Clara et Hannah ouvrent leur blog, au printemps 2011 : l'écureuil du net ! à lire absolument !!!!
Merci à François Bon, qui a accueilli sur Publie.net les Carnets Lointains, et le Manuel anti-onirique.

vendredi 19 novembre 2010

Carnets lointains, 36 (dénouement)


Le crépuscule jouait à la perfection son rôle de transition. 

Il prenait doucement sur la berge, passeur, et faisait traverser jusqu'à l'autre bord. Passage. D'une rive à l'autre. Les heures glissaient sur moi sans que je les retienne, il n'y avait alors plus aucune crispation. La défaite de ce jour était complète, ce fut au fond ce qui le rendit si apaisant. Je ne cherchais pas les paradoxes dans le dédale de la vieille ville, seulement quelque impression ancienne dont je me souvenais encore, de ces soirées sur lesquelles rien ne pèse. Ni les déploiements du jour, ni la gangue encore fermée du lendemain. 

Je me souvenais d'un temps sur lequel rien ne pesait.

Le crépuscule laissait alors un souffle plus clair nous envelopper. Les rues se déroulaient au fur et à mesure que nous avancions dans la nuit, et nous marchions dans la ville. Les soirs d'été se dessinaient dans toute leur insolence, selon leur tracé propre et toujours singulier. Dans la fluidité de ce monde-là, rien ne se répète. Il fut alors possible au temps et à l'espace de redevenir fluides. Je ne sais pas comment c'est arrivé, mais j'avoue que je ne me suis même pas posé la question. Il y a des métamorphoses mystérieuses qu'il est insensé de vouloir percer à jour. Une telle investigation aurait été susceptible de détruire un édifice dont il était impossible de prédire le devenir. C'est exactement cela, un enchaînement des mouvements dans lequel rien n'arrête plus le jeu entre les possibles et l'actuel, rien, pas une aspérité, aucun pavé imparfaitement scellé qui fait trébucher et projette le corps, violemment, en avant. Seulement un enchaînement des instants qu'il n'était plus nécessaire de mesurer, de décompter, d'égrainer.

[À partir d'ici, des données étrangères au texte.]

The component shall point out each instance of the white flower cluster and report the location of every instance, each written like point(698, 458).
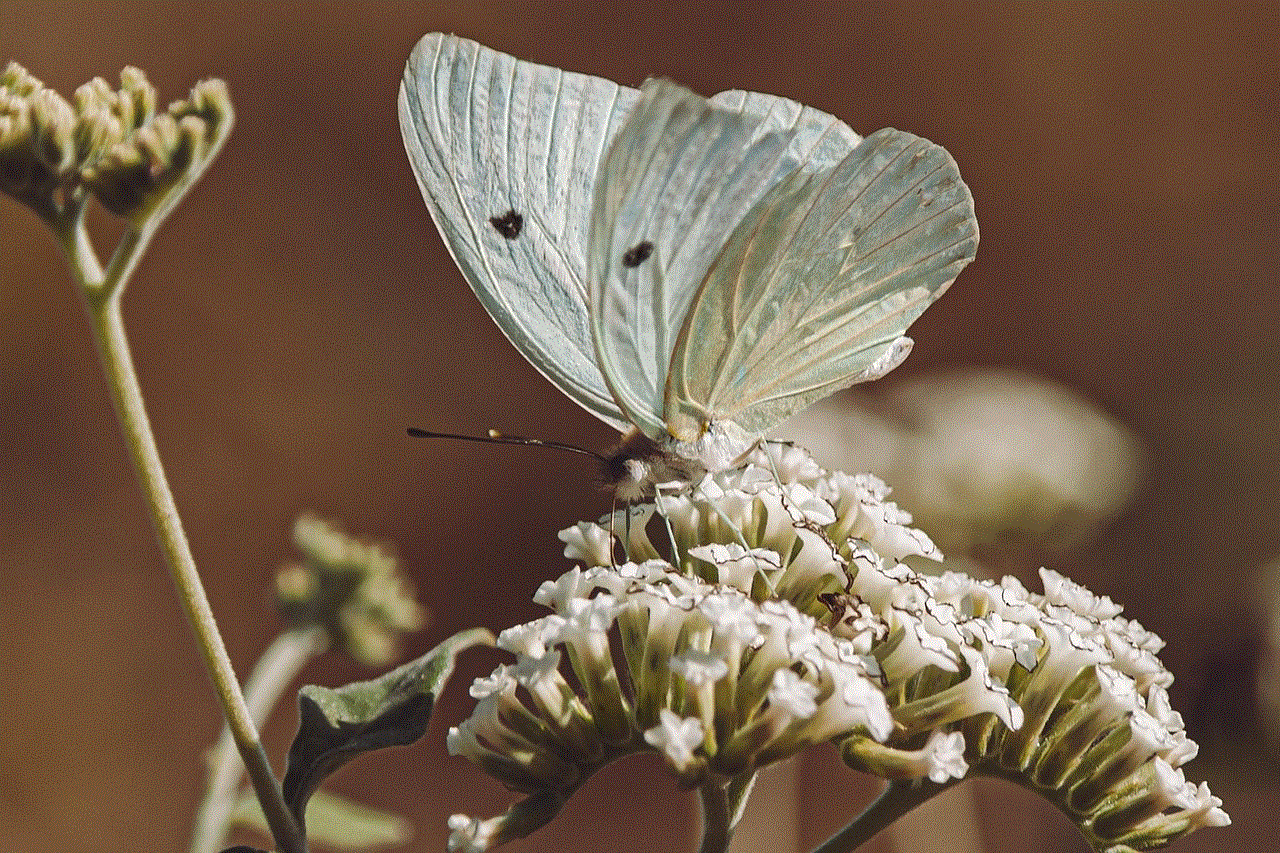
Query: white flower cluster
point(771, 607)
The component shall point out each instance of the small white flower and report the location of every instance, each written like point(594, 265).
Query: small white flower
point(588, 542)
point(944, 757)
point(676, 738)
point(792, 694)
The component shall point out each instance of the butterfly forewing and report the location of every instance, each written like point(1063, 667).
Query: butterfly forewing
point(680, 174)
point(506, 154)
point(818, 283)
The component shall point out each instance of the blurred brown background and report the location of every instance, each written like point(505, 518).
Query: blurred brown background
point(298, 311)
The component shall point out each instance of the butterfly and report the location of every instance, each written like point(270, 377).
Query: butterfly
point(689, 270)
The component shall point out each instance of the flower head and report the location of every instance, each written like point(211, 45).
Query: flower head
point(775, 606)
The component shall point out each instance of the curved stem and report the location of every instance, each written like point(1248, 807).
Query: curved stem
point(273, 673)
point(716, 816)
point(895, 801)
point(103, 304)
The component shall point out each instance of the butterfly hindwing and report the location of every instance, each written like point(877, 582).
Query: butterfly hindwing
point(818, 283)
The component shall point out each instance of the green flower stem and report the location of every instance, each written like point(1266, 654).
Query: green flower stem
point(101, 293)
point(717, 831)
point(896, 799)
point(273, 673)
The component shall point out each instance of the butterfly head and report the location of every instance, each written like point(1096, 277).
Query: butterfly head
point(638, 465)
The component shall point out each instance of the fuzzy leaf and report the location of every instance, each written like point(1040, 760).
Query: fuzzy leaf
point(336, 725)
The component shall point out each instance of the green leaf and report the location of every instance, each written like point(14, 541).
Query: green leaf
point(336, 824)
point(393, 710)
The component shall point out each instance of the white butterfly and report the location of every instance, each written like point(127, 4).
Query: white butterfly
point(690, 270)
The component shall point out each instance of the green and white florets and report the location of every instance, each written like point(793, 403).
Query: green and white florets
point(731, 623)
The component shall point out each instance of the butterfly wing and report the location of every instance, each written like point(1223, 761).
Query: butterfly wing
point(818, 283)
point(680, 174)
point(506, 154)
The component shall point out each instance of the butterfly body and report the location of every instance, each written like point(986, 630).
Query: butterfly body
point(690, 270)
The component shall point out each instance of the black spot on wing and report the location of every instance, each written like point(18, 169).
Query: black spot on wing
point(638, 254)
point(508, 224)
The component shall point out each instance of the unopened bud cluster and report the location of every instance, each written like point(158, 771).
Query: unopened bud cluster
point(355, 589)
point(108, 142)
point(772, 607)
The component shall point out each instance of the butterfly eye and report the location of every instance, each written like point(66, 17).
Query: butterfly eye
point(638, 254)
point(508, 224)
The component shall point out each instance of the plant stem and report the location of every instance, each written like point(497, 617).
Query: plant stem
point(274, 671)
point(895, 801)
point(101, 295)
point(716, 816)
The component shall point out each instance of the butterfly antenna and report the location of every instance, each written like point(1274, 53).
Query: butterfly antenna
point(494, 437)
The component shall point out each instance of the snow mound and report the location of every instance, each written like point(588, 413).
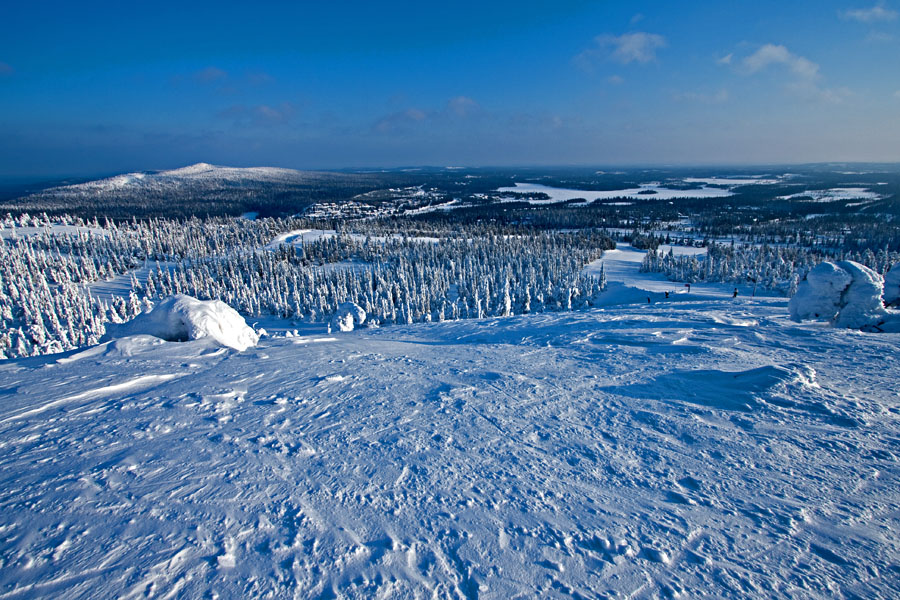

La fluidité fut, sur les mouvements, celle d'un tissu très léger.

La longue écharpe de velours dévoré est tombée au pied de mon lit. Ma fascination pour elle est ancienne, elle n'a peut-être même jamais commencé. J'imagine à intervalles réguliers, d'abord la fabrication silencieuse et lente des fils dans leurs cocons de soie, le tissage complexe et parfaitement maîtrisé, qui permet d'obtenir la caresse de ce velours. Il est resté toute la journée autour de mon cou. Et sur lui, soudain, la distillation dévorante d'un acide, qui le ronge et dépose dans sa texture précise, l'or et l'argent des rêves les plus baroques.

C'est alors que les portes de la nuit purent s'ouvrir devant moi.